We present a possibility to switch the chirality of a spin vortex occurring in a magnetic nanodisk by applying a uniform in-plane field pulse, based on optimizing its strength and duration. The related spin-dynamical process, investigated by micromagnetic simulations, consists of several stages. After applying the field, the original vortex is expelled from the disk, after which two C-shaped states oscillate between each other. The essence of the method is based on turning the field off at a suitably chosen moment for which the orientation of the C-state will evolve into the nucleation of a vortex with the desirable chirality.

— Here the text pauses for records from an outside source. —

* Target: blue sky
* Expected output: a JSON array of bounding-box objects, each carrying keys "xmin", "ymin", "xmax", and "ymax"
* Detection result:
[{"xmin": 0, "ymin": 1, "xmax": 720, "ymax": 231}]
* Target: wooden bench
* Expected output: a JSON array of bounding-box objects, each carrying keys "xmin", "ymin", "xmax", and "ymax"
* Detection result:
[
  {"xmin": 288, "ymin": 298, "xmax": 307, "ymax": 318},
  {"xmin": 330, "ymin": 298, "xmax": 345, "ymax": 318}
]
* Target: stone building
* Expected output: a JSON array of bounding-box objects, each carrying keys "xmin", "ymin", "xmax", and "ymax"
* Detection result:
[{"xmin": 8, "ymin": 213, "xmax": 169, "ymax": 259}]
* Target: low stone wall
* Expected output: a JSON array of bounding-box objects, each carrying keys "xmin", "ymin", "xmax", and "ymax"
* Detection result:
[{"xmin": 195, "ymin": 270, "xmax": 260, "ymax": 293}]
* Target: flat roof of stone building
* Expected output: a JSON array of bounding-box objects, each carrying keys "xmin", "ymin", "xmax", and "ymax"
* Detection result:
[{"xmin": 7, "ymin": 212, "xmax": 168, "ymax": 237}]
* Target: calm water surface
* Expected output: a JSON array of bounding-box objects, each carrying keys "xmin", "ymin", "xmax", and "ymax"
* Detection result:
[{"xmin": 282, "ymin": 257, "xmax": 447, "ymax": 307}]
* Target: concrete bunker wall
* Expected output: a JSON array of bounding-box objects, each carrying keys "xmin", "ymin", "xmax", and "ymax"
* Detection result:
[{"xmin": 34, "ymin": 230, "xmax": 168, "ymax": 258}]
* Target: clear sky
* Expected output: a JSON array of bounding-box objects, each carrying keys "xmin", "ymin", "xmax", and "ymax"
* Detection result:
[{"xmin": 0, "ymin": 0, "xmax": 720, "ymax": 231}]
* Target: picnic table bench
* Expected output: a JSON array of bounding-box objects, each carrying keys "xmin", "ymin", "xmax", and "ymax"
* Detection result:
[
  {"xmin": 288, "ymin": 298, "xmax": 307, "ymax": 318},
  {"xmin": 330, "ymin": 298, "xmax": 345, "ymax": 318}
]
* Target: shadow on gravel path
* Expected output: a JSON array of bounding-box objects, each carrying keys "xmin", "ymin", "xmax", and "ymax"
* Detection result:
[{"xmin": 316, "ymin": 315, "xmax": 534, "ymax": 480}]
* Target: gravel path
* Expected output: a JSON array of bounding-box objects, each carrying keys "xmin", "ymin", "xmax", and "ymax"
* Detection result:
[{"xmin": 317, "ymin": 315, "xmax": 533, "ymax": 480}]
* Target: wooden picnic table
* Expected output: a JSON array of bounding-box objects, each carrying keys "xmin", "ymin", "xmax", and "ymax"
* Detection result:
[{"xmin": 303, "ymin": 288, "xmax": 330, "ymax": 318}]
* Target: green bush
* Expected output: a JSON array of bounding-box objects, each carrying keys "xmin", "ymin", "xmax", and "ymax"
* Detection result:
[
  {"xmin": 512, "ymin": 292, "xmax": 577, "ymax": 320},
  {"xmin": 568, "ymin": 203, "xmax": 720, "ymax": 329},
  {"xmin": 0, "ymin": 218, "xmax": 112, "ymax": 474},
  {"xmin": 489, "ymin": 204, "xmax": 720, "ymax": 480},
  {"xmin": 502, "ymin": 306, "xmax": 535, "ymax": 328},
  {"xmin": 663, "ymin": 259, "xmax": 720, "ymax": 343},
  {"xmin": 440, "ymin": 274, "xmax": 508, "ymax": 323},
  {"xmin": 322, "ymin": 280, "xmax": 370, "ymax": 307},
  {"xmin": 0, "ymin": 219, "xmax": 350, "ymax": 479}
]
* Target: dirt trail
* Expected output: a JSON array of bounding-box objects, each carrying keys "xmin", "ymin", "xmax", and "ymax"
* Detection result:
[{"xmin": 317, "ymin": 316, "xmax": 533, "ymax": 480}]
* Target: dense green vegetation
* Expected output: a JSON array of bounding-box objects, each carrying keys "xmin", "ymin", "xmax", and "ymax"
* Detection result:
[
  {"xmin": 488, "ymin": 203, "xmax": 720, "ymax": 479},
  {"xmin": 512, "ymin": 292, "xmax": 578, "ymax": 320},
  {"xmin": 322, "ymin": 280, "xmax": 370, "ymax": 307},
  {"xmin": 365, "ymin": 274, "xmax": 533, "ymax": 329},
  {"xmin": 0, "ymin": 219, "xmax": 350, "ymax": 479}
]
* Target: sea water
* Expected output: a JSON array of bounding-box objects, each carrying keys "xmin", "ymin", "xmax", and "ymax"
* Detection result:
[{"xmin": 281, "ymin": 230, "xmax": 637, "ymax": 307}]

This idea simply uses the information about the original chirality present inside the nanodisk during the dynamic process before losing it in saturation, and can thus be regarded as analogous to the recent studies on the polarity switching.

Figure 1

(Color online) Selected trajectories of the vortex core plotted inside the top-viewed contour of the Py nanodisk (a) for applied fields $B_x=45$, 51, and 57 mT. For the case of 45 mT (dashed curve) the trajectory corresponds to a spiral motion, whereas for 51 and 57 mT (solid and dotted curves) the trajectory leads the vortex core out of the disk. The chart (b) classifies all processes according to the size of the field.

Figure 2

(Color online) Time evolution of magnetization distribution after applying a pulse of magnetic field $B_x=51\text{mT}$ with two examples of temporal duration of 836 and 988 ps. The color scale of $M_y$, the geometric orientation, and the field pulse are displayed in the bottom-left corner. The top part of the figure demonstrates the evolution during the nonzero field, applied from $t=0$ until a stable, saturated state at 5 ns. The blue (gray solid) frame displays the evolution after turning the field off at $t_{\text{off}}=836\text{ps}$ (shorter pulse). The red (gray dashed) frame displays the evolution after turning the field off at $t_{\text{off}}^{\prime }=988\text{ps}$ (longer pulse).

Figure 3

(Color online) Analyzing the dynamic processes. (a) Time evolution of fluidlike vorticity $\omega ={\left[\nabla \times \mathit{m}\right]}_z$ (averaged over the nanodisk) after applying the pulse $B_x=51\text{mT}$ (the $\omega$ curve) and after two examples of turning the field off at $t_{\text{off}}=836\text{ps}$ (the ${\omega }_{\text{A}}$ curve) and $t_{\text{off}}^{\prime }=988\text{ps}$ (the ${\omega }_{\text{B}}$ curve). (b) The top inset shows the Fourier transform of a selected range of the vorticity function $\omega \left(t\right)$; the selection is depicted by the quotation arrows. The space distribution of magnetization oscillations during the nonzero field for the peak frequency ${\Omega }_0$ are displayed in the bottom insets corresponding to the (c) amplitudes and the (d) phases of the oscillations.

Figure 4

(Color online) Time evolution of energies. (a) The evolution of the total, exchange, demagnetizing, and external-field energies during the externally applied field $B_x=51\text{mT}$. The two quotation arrows show two examples of turning the field off. (b) The evolution of the energies after turning the field off at $t_{\text{off}}=836\text{ps}$. (c) The analogous evolution for $t_{\text{off}}^{\prime }=988\text{ps}$. The trajectories of the cores of nucleated vortices, corresponding to the two cases [(b) and (c)], are displayed in (d) and (e), respectively.